In diesem Absatz hält die EU unmissverständlich fest, solche Staaten (eben die Schweiz) könnten «an diese Personen in ihrer Eigenschaft als Sportschützen eine Genehmigung erteilen, eine während des Wehrdienstes benutzte Feuerwaffe zu behalten.»
Die EU spricht von Sportschützen...
Die EU spricht also unzweideutig von «Sportschützen». Und verweist auf vorangehende Bestimmungen im gleichen Artikel 6, die für diese «Sportschützen» gelten würden.

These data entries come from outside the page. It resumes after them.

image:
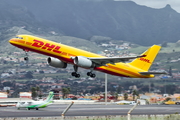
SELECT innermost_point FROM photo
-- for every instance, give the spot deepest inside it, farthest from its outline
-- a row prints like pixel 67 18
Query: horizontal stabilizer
pixel 148 73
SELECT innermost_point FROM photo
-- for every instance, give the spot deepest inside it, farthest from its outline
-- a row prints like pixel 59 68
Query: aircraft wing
pixel 112 60
pixel 148 73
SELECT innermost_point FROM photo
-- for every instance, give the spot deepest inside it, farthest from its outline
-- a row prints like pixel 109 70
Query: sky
pixel 175 4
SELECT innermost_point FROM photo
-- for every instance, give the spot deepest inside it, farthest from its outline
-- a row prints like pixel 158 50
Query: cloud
pixel 175 4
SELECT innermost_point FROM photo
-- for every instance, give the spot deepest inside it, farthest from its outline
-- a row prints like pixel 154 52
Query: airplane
pixel 36 104
pixel 60 55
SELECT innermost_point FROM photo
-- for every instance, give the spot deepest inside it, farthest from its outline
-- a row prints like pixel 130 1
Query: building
pixel 25 94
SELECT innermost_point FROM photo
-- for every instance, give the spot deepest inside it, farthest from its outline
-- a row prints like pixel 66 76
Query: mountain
pixel 119 20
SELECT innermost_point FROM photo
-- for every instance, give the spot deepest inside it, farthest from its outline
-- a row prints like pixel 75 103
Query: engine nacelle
pixel 83 62
pixel 56 63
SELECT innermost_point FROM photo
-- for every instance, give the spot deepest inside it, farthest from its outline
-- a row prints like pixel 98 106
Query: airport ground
pixel 77 110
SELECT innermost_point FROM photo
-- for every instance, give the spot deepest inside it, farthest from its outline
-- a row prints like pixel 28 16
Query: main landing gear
pixel 26 58
pixel 75 74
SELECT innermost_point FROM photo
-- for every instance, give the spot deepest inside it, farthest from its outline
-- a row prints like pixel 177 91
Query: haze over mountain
pixel 119 20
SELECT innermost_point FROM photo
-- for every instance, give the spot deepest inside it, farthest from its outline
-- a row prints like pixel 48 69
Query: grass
pixel 134 117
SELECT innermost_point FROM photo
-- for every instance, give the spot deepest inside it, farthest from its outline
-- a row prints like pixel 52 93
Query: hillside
pixel 119 20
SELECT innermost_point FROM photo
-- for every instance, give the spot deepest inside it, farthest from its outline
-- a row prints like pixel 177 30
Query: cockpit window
pixel 19 37
pixel 21 103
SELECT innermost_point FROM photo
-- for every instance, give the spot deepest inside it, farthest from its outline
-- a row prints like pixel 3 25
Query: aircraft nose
pixel 12 41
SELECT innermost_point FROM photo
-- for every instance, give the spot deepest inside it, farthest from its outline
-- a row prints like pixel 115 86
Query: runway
pixel 89 110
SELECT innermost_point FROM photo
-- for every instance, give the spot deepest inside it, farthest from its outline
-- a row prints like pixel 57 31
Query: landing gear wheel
pixel 26 58
pixel 77 75
pixel 73 73
pixel 93 75
pixel 89 73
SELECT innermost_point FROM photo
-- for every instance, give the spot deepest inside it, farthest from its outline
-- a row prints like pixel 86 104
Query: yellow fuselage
pixel 65 53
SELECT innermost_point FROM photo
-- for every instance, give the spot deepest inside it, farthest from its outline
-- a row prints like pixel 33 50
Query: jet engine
pixel 56 63
pixel 83 62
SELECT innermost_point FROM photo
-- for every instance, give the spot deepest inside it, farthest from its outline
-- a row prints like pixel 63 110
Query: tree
pixel 125 96
pixel 135 93
pixel 65 92
pixel 29 75
pixel 34 93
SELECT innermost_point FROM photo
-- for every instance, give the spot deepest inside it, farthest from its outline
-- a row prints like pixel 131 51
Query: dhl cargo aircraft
pixel 61 55
pixel 36 104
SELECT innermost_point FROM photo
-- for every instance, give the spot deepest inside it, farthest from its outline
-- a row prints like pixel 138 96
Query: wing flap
pixel 112 60
pixel 148 73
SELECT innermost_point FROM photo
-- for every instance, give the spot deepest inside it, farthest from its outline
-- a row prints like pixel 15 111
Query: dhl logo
pixel 46 46
pixel 145 60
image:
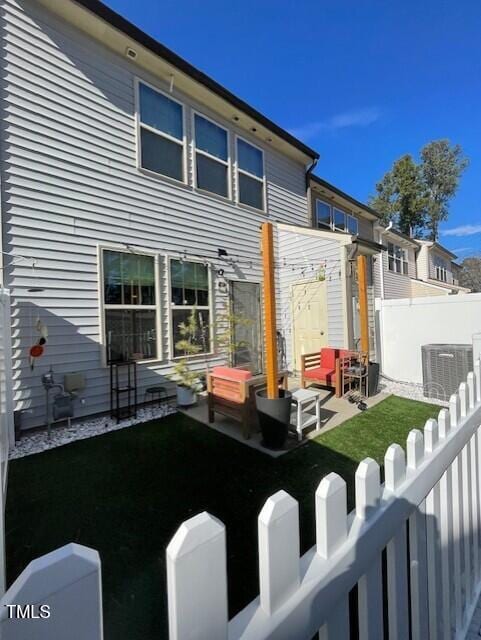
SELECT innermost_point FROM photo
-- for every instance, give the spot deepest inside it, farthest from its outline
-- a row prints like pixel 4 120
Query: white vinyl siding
pixel 72 183
pixel 306 255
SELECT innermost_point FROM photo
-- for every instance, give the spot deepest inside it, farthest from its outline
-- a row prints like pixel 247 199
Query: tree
pixel 470 273
pixel 441 169
pixel 400 196
pixel 415 196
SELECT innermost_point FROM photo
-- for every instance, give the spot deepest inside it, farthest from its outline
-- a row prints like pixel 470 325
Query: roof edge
pixel 343 194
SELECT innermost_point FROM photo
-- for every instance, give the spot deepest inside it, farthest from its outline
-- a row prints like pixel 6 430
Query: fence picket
pixel 456 501
pixel 445 534
pixel 278 529
pixel 197 580
pixel 68 581
pixel 397 577
pixel 417 546
pixel 331 532
pixel 432 542
pixel 368 493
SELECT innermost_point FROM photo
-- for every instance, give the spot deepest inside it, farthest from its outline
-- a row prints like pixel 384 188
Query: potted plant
pixel 188 382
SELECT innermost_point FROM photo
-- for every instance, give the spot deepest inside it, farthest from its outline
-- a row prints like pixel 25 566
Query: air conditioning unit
pixel 445 366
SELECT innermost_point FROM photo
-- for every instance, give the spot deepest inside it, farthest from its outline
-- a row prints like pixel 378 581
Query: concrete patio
pixel 334 411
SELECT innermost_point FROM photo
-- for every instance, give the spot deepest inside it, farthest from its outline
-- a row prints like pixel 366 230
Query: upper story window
pixel 397 259
pixel 440 269
pixel 161 123
pixel 129 306
pixel 211 156
pixel 336 219
pixel 250 175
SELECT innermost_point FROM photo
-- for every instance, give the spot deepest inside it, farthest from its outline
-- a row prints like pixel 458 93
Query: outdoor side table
pixel 306 400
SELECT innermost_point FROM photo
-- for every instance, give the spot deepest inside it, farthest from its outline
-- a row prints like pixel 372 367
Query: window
pixel 352 225
pixel 129 303
pixel 441 269
pixel 323 213
pixel 189 282
pixel 397 259
pixel 161 133
pixel 250 175
pixel 211 156
pixel 339 220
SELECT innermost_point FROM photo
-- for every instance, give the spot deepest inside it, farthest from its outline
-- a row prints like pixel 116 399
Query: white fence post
pixel 445 532
pixel 68 582
pixel 477 376
pixel 397 578
pixel 278 528
pixel 331 531
pixel 197 580
pixel 368 493
pixel 432 546
pixel 417 546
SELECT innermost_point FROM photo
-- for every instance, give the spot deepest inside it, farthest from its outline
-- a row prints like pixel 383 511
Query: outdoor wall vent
pixel 445 366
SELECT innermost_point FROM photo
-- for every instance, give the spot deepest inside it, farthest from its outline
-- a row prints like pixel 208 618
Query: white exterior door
pixel 309 318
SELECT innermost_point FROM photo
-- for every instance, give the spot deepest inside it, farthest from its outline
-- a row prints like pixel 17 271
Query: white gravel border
pixel 410 390
pixel 38 441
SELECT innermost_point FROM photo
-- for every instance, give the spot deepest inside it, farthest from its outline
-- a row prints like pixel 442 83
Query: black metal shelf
pixel 123 384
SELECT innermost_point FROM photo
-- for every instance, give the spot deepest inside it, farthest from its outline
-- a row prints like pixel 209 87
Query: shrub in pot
pixel 189 383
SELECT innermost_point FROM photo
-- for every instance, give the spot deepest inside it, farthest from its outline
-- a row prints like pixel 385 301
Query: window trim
pixel 195 151
pixel 404 259
pixel 102 306
pixel 328 226
pixel 139 126
pixel 331 224
pixel 238 170
pixel 210 307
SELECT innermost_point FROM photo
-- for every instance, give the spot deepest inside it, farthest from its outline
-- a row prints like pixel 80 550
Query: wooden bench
pixel 231 392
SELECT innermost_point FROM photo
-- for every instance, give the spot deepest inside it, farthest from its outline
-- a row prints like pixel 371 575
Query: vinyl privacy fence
pixel 411 547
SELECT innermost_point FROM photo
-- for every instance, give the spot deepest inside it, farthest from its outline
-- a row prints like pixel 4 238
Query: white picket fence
pixel 426 516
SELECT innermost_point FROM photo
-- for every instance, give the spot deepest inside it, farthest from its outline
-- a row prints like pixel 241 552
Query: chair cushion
pixel 321 373
pixel 232 374
pixel 328 357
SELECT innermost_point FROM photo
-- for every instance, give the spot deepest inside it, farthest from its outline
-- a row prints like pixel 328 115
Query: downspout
pixel 381 233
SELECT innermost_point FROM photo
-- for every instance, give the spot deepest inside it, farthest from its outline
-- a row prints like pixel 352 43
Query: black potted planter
pixel 274 417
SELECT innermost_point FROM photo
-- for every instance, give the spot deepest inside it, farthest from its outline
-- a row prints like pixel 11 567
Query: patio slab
pixel 334 411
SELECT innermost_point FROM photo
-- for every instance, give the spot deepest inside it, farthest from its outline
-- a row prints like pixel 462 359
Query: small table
pixel 305 399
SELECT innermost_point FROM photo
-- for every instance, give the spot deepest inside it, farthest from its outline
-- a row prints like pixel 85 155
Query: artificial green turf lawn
pixel 126 492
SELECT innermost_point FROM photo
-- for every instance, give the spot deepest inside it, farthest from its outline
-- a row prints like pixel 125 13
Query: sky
pixel 361 81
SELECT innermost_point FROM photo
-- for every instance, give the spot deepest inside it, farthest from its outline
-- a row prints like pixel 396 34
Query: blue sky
pixel 362 82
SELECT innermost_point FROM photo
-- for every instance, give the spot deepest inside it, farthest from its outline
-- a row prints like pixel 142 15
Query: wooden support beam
pixel 267 245
pixel 363 309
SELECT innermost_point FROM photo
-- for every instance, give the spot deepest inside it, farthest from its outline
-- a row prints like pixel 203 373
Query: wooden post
pixel 363 312
pixel 269 309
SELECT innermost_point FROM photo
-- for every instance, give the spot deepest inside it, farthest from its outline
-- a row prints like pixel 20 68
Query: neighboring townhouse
pixel 133 189
pixel 435 266
pixel 413 268
pixel 395 271
pixel 345 228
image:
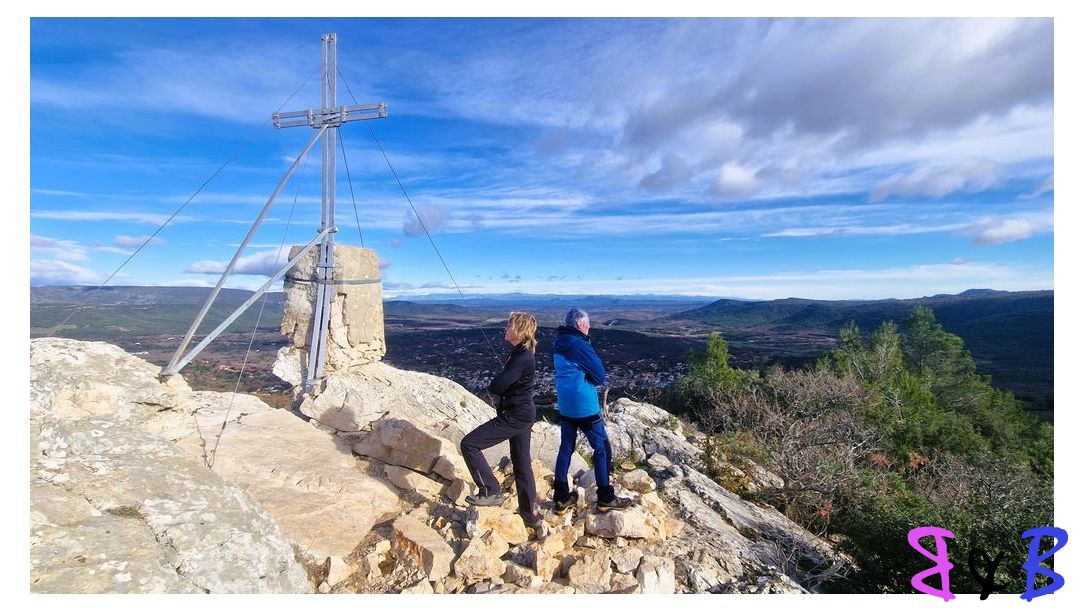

So verlangt die EU für ehemalige Wehrmänner, die ihre Waffe behalten wollen, unter anderem: «Es wird der Nachweis erbracht, dass der betreffende Sportschütze aktiv für Schiesswettbewerbe, die von einer offiziellen Sportschützenorganisation des betreffenden Mitgliedstaats oder einem offiziell anerkannten internationalen Sportschützenverband anerkannt werden, trainiert bzw. an diesen teilnimmt.»
...die Schweiz vom Militär
Und weiter: «Es wird eine Bescheinigung einer offiziell anerkannten Sportschützenorganisation vorgelegt, in der bestätigt wird, dass der Sportschütze Mitglied eines Schützenvereins ist und in diesem Verein seit mindestens 12 Monaten regelmässig den Schiesssport trainiert hat.»
Und was macht der Bundesrat daraus? «Für die Übernahme der Armeewaffe ändert sich nichts», hat Justizministerin Simonetta Sommaruga am 2. März bei der Präsentation der Botschaft zur Anpassung des Waffengesetzes verkündet.
In der Botschaft selbst schreibt der Bundesrat, mit der präsentierten Vorlage würden «Angehörige der Armee, die ihre ehemalige Ordonnanzwaffe beim Ausscheiden aus der Armee zu Eigentum übernehmen, sowohl vom Nachweis der Mitgliedschaft in einem Schiessverein als auch vom Nachweis des regelmässigen sportlichen Schiessens befreit». Das ist so ziemlich das Gegenteil von dem, was die EU verlangt.
Reicht das obligatorische Schiessen?
Der Bundesrat begründet dies damit, «dass das militärische Recht als Voraussetzung für die Abgabe der ehemaligen Ordonnanzwaffe bereits einen Nachweis des aktiven Schiessens verlangt, sodass dieser Nachweis für die Erteilung der Ausnahmebewilligung nicht nochmals zu erbringen ist.» Die Verordnung über die persönliche Ausrüstung der Armeeangehörigen verlange schliesslich, dass in den letzten drei Jahren zweimal das obligatorische Programm 300 m und zweimal das Feldschiessen 300 m absolviert werden müsse.
Die Armee wird hier kurzerhand zum «Schiessverein» umfunktioniert, das obligatorische Schiessen muss als regelmässiges Schiesssporttraining für Sportschützen herhalten. Warum die EU-Forderung nach Vereinsmitgliedschaft, regelmässigem Training und Teilnahme an Schiesswettbewerben nach dem Ausscheiden aus der Armee in keiner Art und Weise erfüllt wird, das sagt der Bundesrat nicht.
Der Spielraum wird weiter ausgereizt
Der Nationalrat seinerseits hat sich nun sogar noch weiter vom Wortlaut der EU-Richtlinie entfernt. Ordonnanzwaffen sollen zusätzlich ausdrücklich nicht als verbotene Waffen eingestuft werden, hat er heute mit deutlicher Mehrheit beschlossen. Die EU-Richtlinie sieht zwar wie erwähnt Ausnahmen für die Ordonnanzwaffen vor, aber «verboten» sollen sie gemäss der Brüsseler Richtlinie dennoch sein.
Riskiert die Schweiz damit nicht den Konflikt mit der EU? «Wir sind wirklich an die Grenze gegangen des Vertretbaren», meinte Justizministerin Sommaruga an der Medienkonferenz im März zu den Formulierungen in der bundesrätlichen Botschaft. Und: «Wir haben wirklich den Spielraum ausgereizt». Mit der nun vom Nationalrat beschlossenen Fassung werde gegenüber der EU «der Erklärungsbedarf steigen», sagte die Bundesrätin zudem heute vor dem Parlament.
Man darf es auch so ausdrücken: Weder mit dem Gesetzestext des Bundesrates noch mit den Anpassungen des Nationalrates wird die EU-Richtlinie wirklich umgesetzt.